L’une des difficultés pour les chercheurs est que les décès liés à la chaleur surviennent souvent chez des personnes souffrant de maladies préexistantes, telles que les maladies cardiovasculaires, a déclaré Matthias an der Heiden, de l’Institut Robert Koch en Allemagne, qui n’a pas participé à l’étude.

Cela signifie que la chaleur n’est pas la cause sous-jacente des décès et qu’elle n’est donc pas enregistrée dans les statistiques sur les causes de décès. Cela peut masquer l’impact significatif de la chaleur sur les personnes vulnérables, avec jusqu’à 30 % de décès en plus dans certains groupes d’âge pendant les périodes de chaleur.

«Le problème va s’aggraver en raison du changement climatique et les systèmes médicaux doivent s’y adapter», a-t-il prévenu.

M. An der Heiden a également noté que l’étude de Nature estimait que le nombre de décès dus à la chaleur en Allemagne l’année dernière était presque deux fois plus élevé que celui de son institut. Bien que cet écart puisse s’expliquer par les différents seuils de chaleur utilisés, il indique la nécessité d’une description plus détaillée de la mortalité liée à la chaleur, qui fasse la distinction entre la chaleur modérée et la chaleur intense, a-t-il déclaré.

Selon M. Ballester, le coauteur de l’étude, l’impact de la chaleur dépend fortement de l’état de santé général de la population, notamment en ce qui concerne les maladies cardiaques et pulmonaires.

D’autres mesures, déjà mises en œuvre dans des pays comme la France, comprennent la sensibilisation aux dangers des températures élevées et l’identification des personnes qui ont besoin d’une attention particulière pendant les vagues de chaleur.

«Il s’agit de mesures peu coûteuses et rentables», a estimé M. Ballester.

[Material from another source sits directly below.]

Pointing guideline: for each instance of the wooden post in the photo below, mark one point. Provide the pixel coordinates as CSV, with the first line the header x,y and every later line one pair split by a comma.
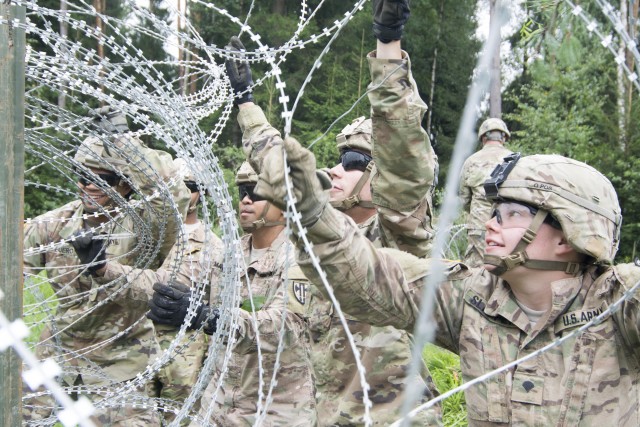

Il a rejeté l’idée que la hausse des températures dans le monde pourrait, tout compte fait, être bénéfique en raison de la diminution du nombre de décès pendant les mois d’hiver, en soulignant les nombreux risques que le changement climatique rapide fait peser sur la civilisation humaine.

«À mon avis, et de l’avis de tous les climatologues, moins le climat est modifié, mieux c’est, a dit M. Ballester. C’est pourquoi il est si important que nous commencions, dès que possible, à atténuer le changement climatique et à réduire la vulnérabilité.»